Closed AlectronikForge closed 3 years ago
Debugging parsers is tricky, but Npeg can help you out a bit with this: if you compile your code with -d:npegTrace
, NPeg will dump diagnostic traces of theparser running which shows you what it is doing. In your case this will show this:
0| 0| 0|var hello; |program |choice 3 |
1| 0| 0|var hello; |program | call statement:4 |*
4| 0| 0|var hello; |statement |jump var_decl:6 |*
6| 0| 0|var hello; |varC |chr "v" |*
7| 0| 1|ar hello; |varC |chr "a" |*
8| 0| 2|r hello; |varC |chr "r" |*
9| 0| 3| hello; |Alpha |set {'A'..'Z','a'..'z'} |*
15| 0| 3| hello; | |opFail (backtrack) |*
3| 0| 0|var hello; |program |return |
The 4th column shows you a slice of the subject string currently getting parsed, and to the right of that the state of the parser and what it is trying to do.

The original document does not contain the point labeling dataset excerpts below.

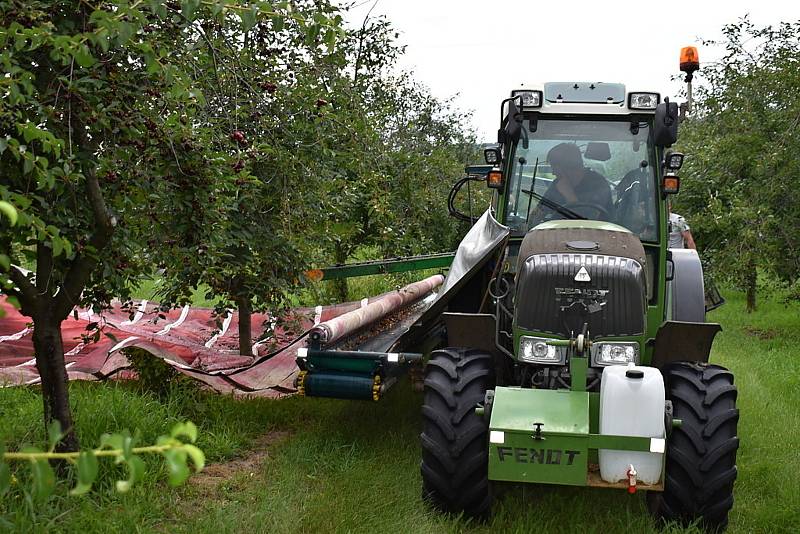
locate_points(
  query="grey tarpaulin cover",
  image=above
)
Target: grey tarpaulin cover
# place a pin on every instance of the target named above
(482, 239)
(478, 246)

Here you can see that your parser is able to parse the var
string, but then runs into an Error when trying to match Alpha
, but instead has a space as the next character. Looking at your grammar this makes sense, as it says that after the var
string, it should expect one or more Alpha
characters.
The solution is to make the white space explict in the grammer. This is inherent to PEGs, which do not have a separate tokenization stage, so they will handle white space just like any other character in your subject.
This is your fixed grammar:
let parser = peg("program", d: Dict):
program <- *statement
space <- +" "
statement <- var_decl
word <- +Alpha
varC <- "var"
semi <- ';'
var_decl <- varC * space * >word * semi
it adds a target rule space
that matches one or more space
characters, and inserts this rule between varC
and >word
.
Let me know if this solves your problem!
Thanks! Indeed this was the problem, quite a beginner one as I had the same problem (forgetting whitespace) before but forget again about it because e.g. ANTLR and textX have special rules to 'forget' about whitespace characters and comments.
Maybe it could be a feature to add such a feature? Unfortunately I'm too new to nim to be a candidate yet to write such one but maybe later..
Thanks! The debugging feature indeed is very helpful.
Yeah, I did some experiments with ignoring white space in the past, but I was not really happy with some of the subtle effects it brings. Also it there is a run time cost to it because for every possible match the parser also has to check for whitespace matching, which I didn't find worth the gains at that time.
I'll keep this in mind though for future improvements!
Hi,
I found npeg just now and tried it out with the following example.
`import npeg, strutils, tables
type Dict = Table[string, int]
let parser = peg("program", d: Dict): program <- statement statement <- var_decl word <- +Alpha varC <- "var" semi <- ';' var_decl <- varC >word * semi
var words: Table[string, int] discard parser.match("var hello;", words).ok echo words`
But it doesn't match - what am I doing wrong? Thanks for any hint!